The truss rod adjustment nut is usually found in the headstock of a tilt-back design headstock neck ("banana" and "pointy" headstocks) or between the body and neck ("strat-copy" and "classic" headstocks). The one in the headstock is usually under the truss rod cover, unless it is a Fender-type "bullet" truss rod. The adjustment nut between the body and neck usually requires the removal of the neck to adjust it. this should give you an idea as to how rare a truss rod adjustment usually needs to be performed.
Sometimes you may notice a lot of buzzing at the first few frets. This is caused at times by a worn nut. Over time, the strings will wear grooves into the nut thus reducing the height of the locking nut. If this occurs, instead of just replacing the nut, it is sometimes necessary to raise the nut. To do this, remove the two screws on the rear of the headstock. You can now place a shim under the nut. The shim can be made of just about any material from thin cardboard to an old guitar pick or a folded over piece of masking tape to actual metal shimming material. Make sure that there are holes through the shim to allow the two mounting screws to go through. The height of the nut shim will be a trial and error experience, as is just about everything else on adjusting the Floyd Rose unit.<
This last suggestion is a necessity for some and not even possible for others. At times, a reangling of the neck is needed. With a bolt-on neck, this is easy to do, but it is impossible with a neck-through. If you want the Floyd at a certain height from the body or you want to bottom the Floyd on the body of the guitar, this is how you would go about doing it.

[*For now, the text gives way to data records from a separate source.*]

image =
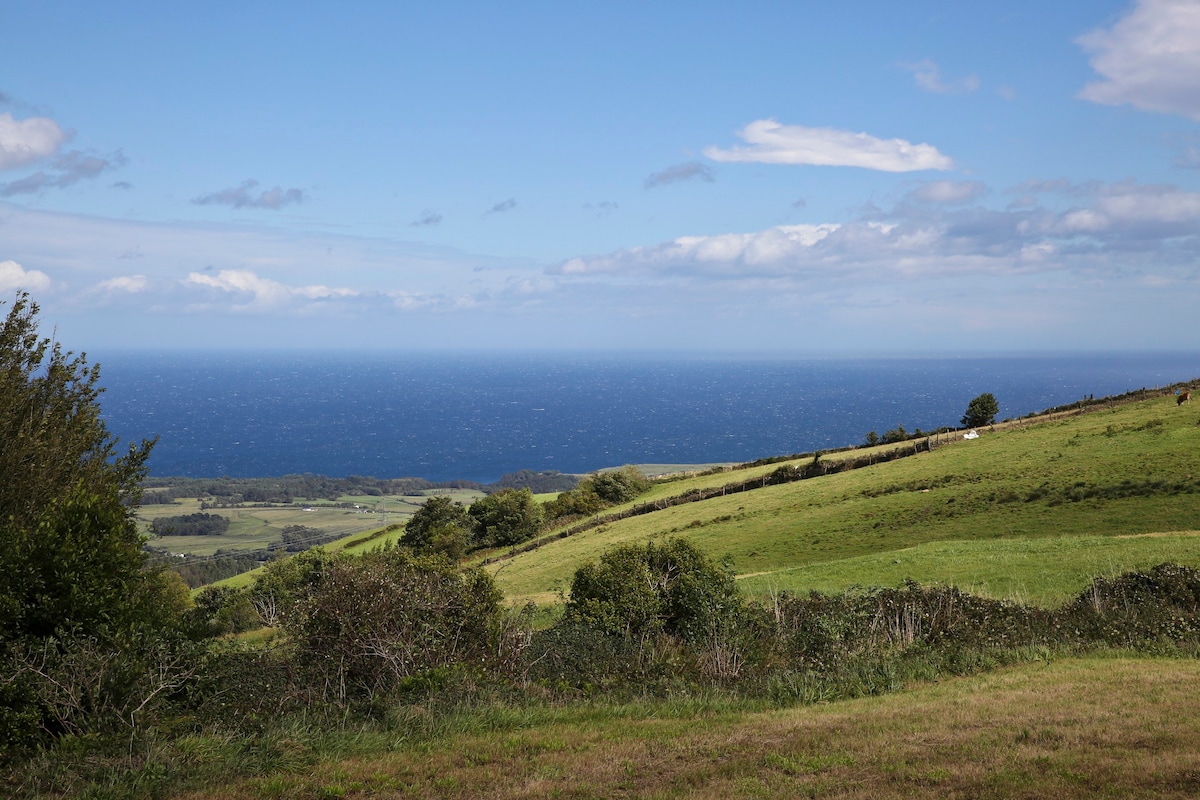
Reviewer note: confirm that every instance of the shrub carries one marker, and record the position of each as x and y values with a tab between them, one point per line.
370	623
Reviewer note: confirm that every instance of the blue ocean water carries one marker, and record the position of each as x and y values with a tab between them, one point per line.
479	416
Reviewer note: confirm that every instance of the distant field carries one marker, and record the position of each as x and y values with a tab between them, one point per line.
1023	512
258	527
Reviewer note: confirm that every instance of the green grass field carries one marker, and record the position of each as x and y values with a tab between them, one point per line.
1069	729
1026	512
257	527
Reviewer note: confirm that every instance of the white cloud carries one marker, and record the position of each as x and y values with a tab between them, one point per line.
244	197
265	293
15	276
772	143
131	283
28	140
65	170
1149	59
949	192
1120	229
693	170
929	78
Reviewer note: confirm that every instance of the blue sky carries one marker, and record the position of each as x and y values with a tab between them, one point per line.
754	176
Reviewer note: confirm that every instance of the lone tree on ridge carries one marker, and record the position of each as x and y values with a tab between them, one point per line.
981	411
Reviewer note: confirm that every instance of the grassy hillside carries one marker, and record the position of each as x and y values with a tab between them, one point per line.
1077	728
1027	511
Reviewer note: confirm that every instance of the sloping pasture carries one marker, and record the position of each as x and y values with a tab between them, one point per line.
1125	470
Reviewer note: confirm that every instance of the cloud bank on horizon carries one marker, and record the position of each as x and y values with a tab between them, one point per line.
901	184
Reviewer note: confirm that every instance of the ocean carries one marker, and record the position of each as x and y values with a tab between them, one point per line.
472	416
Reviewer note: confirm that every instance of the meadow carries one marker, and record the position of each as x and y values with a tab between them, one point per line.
1030	511
988	625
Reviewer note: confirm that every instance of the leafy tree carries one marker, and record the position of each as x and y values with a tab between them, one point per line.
617	486
982	410
639	591
85	631
70	551
369	623
505	517
439	517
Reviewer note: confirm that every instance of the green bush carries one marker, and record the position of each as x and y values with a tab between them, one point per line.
370	623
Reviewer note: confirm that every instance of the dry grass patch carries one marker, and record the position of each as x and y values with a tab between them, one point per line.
1078	728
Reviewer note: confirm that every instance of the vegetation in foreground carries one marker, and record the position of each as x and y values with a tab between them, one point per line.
131	690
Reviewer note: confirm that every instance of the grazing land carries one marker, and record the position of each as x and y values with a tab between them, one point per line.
1030	511
991	623
1074	728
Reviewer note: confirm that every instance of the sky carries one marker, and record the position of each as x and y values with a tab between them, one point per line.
803	178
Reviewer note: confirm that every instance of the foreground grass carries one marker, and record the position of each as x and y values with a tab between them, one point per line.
1074	728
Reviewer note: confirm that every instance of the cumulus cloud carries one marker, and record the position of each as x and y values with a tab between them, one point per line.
1150	59
65	170
263	293
693	170
13	276
244	196
929	78
23	142
772	143
1117	228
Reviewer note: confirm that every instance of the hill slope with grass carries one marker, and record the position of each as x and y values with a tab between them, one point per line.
1030	511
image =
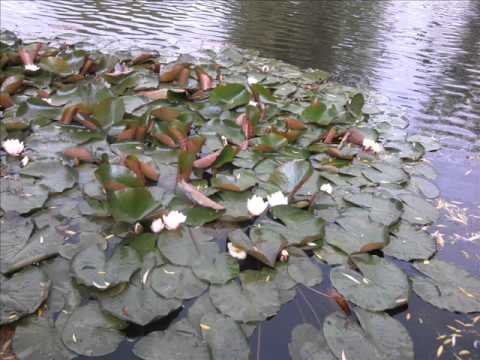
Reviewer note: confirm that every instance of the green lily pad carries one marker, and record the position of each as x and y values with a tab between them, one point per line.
351	233
92	268
22	294
383	210
447	286
240	180
407	243
139	304
39	338
21	195
90	332
52	174
179	342
291	175
308	343
379	284
302	226
131	205
225	338
178	282
263	243
43	244
230	96
417	210
377	337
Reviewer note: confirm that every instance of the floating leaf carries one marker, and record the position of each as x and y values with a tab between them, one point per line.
139	304
22	294
379	284
90	332
447	286
178	282
180	342
377	337
91	267
407	243
308	343
230	96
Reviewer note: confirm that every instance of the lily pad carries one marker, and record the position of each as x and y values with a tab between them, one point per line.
407	243
139	304
22	294
178	282
352	233
230	95
225	338
179	342
378	285
377	337
53	175
382	210
291	175
21	195
92	268
447	286
90	332
308	343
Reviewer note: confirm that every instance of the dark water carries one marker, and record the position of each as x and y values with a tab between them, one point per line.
423	55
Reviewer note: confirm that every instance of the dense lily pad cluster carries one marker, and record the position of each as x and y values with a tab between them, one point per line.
116	143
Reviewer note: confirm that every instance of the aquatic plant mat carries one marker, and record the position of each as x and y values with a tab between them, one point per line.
113	143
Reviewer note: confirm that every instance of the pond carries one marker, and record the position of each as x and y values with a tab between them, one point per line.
423	56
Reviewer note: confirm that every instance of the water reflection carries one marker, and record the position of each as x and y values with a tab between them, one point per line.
423	55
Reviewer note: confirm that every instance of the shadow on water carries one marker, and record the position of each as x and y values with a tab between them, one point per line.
424	56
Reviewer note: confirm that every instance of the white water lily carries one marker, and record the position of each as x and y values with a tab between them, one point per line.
369	144
13	147
256	205
157	225
277	198
236	252
326	188
174	219
32	67
24	162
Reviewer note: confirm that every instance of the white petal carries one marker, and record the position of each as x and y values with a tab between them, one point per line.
236	252
157	225
277	198
256	205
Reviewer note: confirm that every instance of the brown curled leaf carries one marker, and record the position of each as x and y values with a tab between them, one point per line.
79	153
208	160
341	301
149	171
127	134
172	74
295	124
331	134
68	114
184	76
142	58
165	140
198	197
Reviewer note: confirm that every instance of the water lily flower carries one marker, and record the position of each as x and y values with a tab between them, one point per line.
256	205
31	67
277	198
236	252
369	144
13	147
174	219
24	162
326	188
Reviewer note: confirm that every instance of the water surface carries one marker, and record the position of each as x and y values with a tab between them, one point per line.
423	55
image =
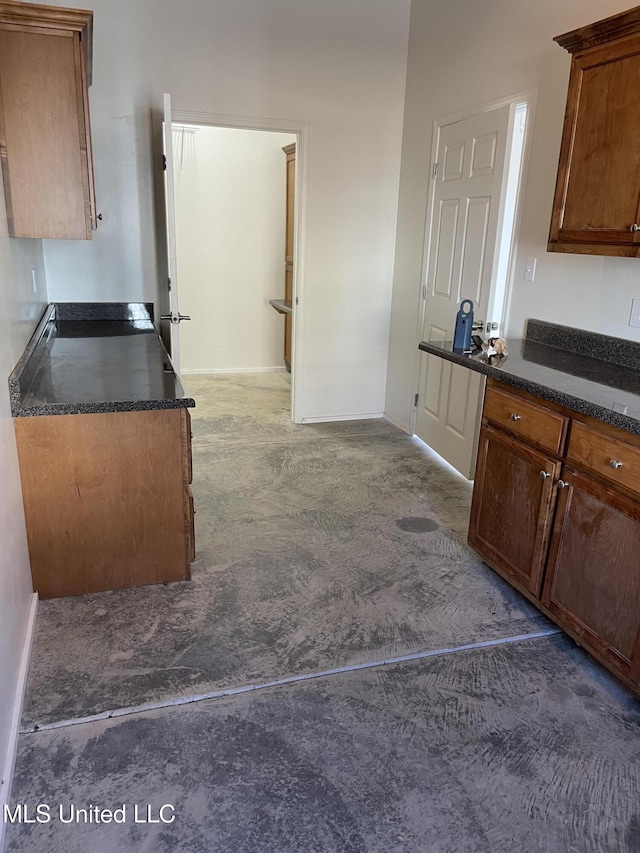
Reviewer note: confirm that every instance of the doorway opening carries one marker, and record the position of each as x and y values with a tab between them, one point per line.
230	198
479	158
236	269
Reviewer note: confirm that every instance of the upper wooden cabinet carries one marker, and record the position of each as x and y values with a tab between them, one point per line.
45	139
596	208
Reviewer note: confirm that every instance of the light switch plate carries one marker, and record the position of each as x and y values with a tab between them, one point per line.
530	269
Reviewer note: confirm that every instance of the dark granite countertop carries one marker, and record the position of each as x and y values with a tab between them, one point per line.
585	372
95	357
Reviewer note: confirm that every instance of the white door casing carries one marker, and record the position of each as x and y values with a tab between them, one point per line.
465	227
170	213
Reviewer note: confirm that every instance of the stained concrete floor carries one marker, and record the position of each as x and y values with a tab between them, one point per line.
320	548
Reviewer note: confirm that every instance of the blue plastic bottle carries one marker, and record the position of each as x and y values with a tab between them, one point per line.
464	322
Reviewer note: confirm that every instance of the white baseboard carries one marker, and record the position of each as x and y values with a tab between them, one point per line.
333	418
12	746
216	371
400	424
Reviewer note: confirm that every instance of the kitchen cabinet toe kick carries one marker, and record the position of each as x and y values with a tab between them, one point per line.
556	512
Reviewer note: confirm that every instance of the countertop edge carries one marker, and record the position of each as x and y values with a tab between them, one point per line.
16	379
561	398
101	408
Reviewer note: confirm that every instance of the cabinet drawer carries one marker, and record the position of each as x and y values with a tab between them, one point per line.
600	454
534	423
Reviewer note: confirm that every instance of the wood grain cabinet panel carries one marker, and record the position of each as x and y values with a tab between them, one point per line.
106	498
617	462
530	421
593	580
45	136
512	507
563	526
597	200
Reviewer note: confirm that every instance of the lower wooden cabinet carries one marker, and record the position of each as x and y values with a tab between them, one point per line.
593	576
107	499
561	522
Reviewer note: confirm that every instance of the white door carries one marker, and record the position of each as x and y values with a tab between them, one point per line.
174	317
462	262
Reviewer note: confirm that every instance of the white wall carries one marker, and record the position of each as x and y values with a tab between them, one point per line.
464	53
338	65
20	309
230	223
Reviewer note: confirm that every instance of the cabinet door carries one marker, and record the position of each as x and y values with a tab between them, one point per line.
593	579
512	507
598	187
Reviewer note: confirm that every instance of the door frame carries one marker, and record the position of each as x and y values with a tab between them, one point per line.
529	97
301	131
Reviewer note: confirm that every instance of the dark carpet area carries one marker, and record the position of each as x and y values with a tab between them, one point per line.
527	747
321	547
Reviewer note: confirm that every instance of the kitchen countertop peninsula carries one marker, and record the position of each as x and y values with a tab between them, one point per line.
103	435
89	358
592	374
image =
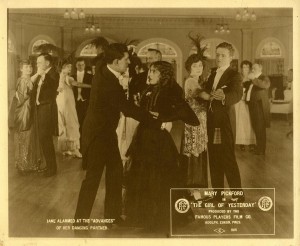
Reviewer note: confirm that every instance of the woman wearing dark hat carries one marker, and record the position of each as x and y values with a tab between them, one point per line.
154	168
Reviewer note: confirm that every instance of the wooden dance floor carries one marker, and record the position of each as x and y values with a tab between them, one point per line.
33	199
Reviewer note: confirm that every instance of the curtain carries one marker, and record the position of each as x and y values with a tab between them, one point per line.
272	66
12	76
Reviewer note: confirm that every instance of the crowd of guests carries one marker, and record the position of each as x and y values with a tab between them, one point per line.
83	110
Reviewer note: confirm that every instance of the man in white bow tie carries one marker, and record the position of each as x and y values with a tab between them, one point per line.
224	85
82	95
46	82
99	138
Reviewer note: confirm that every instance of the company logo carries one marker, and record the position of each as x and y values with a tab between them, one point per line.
265	203
219	230
182	206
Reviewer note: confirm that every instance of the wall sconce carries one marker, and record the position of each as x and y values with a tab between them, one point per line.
74	15
91	26
245	16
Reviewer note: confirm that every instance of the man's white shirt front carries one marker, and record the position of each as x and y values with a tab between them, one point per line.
40	84
219	73
80	75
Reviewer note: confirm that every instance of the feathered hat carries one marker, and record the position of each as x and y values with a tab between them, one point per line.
197	41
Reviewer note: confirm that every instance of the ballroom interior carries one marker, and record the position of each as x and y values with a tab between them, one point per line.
262	35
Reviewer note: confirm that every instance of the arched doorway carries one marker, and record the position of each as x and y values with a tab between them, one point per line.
170	53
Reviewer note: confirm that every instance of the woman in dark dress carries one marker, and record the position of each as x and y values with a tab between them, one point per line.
154	155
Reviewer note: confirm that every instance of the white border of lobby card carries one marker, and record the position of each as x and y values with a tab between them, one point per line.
5	4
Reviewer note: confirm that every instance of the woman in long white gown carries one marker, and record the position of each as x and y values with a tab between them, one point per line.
68	140
244	130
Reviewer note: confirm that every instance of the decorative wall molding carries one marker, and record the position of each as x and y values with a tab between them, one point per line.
277	42
151	22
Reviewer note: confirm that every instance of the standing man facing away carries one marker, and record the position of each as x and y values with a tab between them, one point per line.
139	82
46	82
224	85
82	95
99	139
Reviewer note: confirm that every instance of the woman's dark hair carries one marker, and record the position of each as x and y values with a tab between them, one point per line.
134	61
227	46
166	73
47	57
64	64
115	51
193	59
24	62
246	62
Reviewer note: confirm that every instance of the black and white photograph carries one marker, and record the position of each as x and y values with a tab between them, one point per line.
153	122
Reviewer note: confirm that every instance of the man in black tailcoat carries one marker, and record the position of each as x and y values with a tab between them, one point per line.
224	85
99	138
46	82
259	106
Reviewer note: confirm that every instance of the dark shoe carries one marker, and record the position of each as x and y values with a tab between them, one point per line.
42	170
259	153
251	148
49	173
242	147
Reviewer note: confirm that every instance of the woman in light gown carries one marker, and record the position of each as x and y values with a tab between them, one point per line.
22	118
195	137
244	131
68	140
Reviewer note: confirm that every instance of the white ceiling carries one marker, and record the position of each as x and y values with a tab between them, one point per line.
163	12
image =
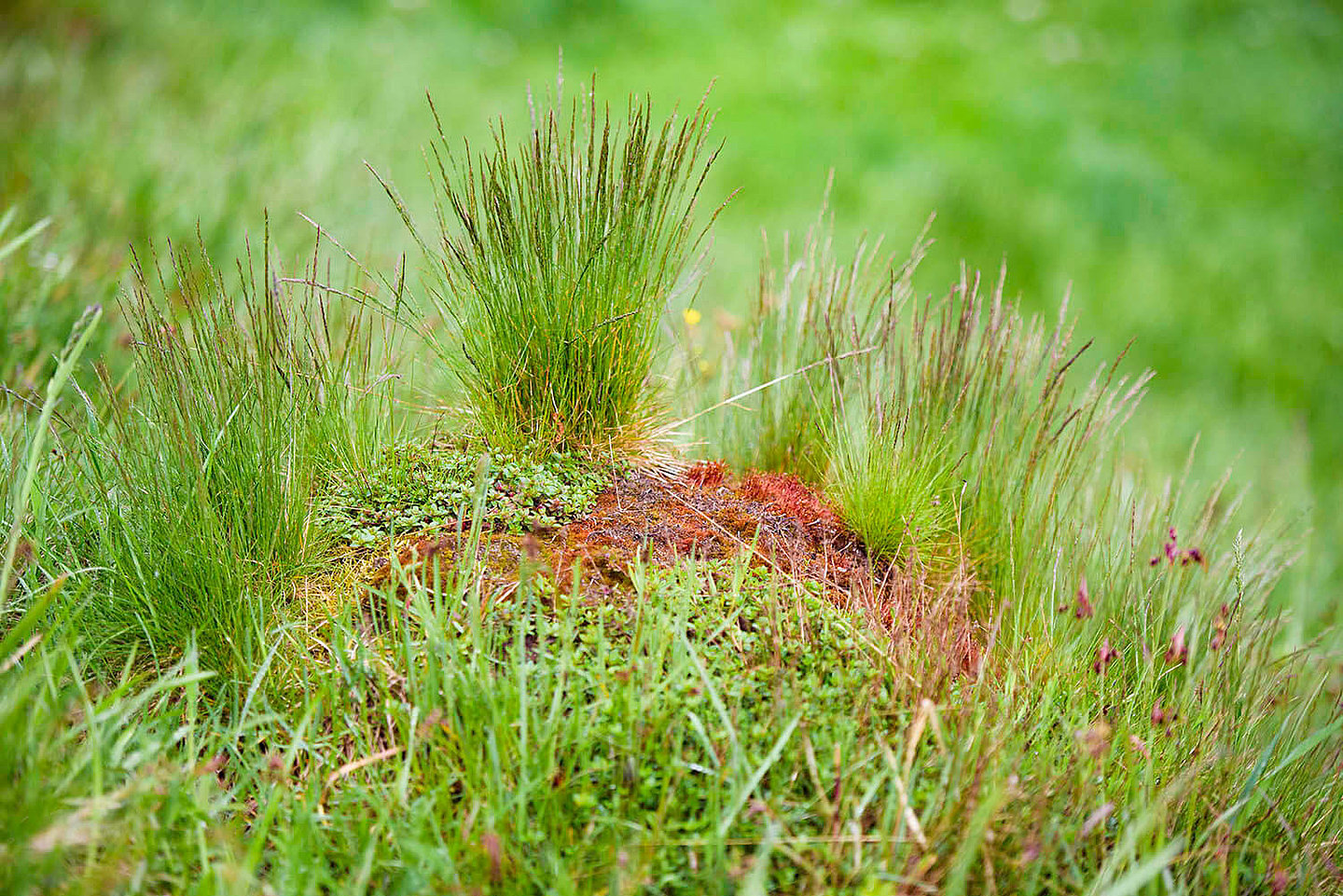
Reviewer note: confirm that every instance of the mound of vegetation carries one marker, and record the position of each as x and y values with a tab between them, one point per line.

To reangle the neck for the purpose of raising the Floyd off of the body, you will have to remove the neck and place a shim under the neck closest to the bridge (see "A" in Figure BT5). An old guitar pick held in place with masking tape or thin cardboard works great for this. You only want a slight tilt in the neck, and this will be visable when the neck is replaced on the body by looking at the edge of the fretboard in comparison with the upper surface of the guitar's body. To lower the Floyd closer to the body, either make sure that the neck is flat in the neck pocket, or even raise the rear of the neck by shimming the rear of the neck pocket (see "B" Figure BT5).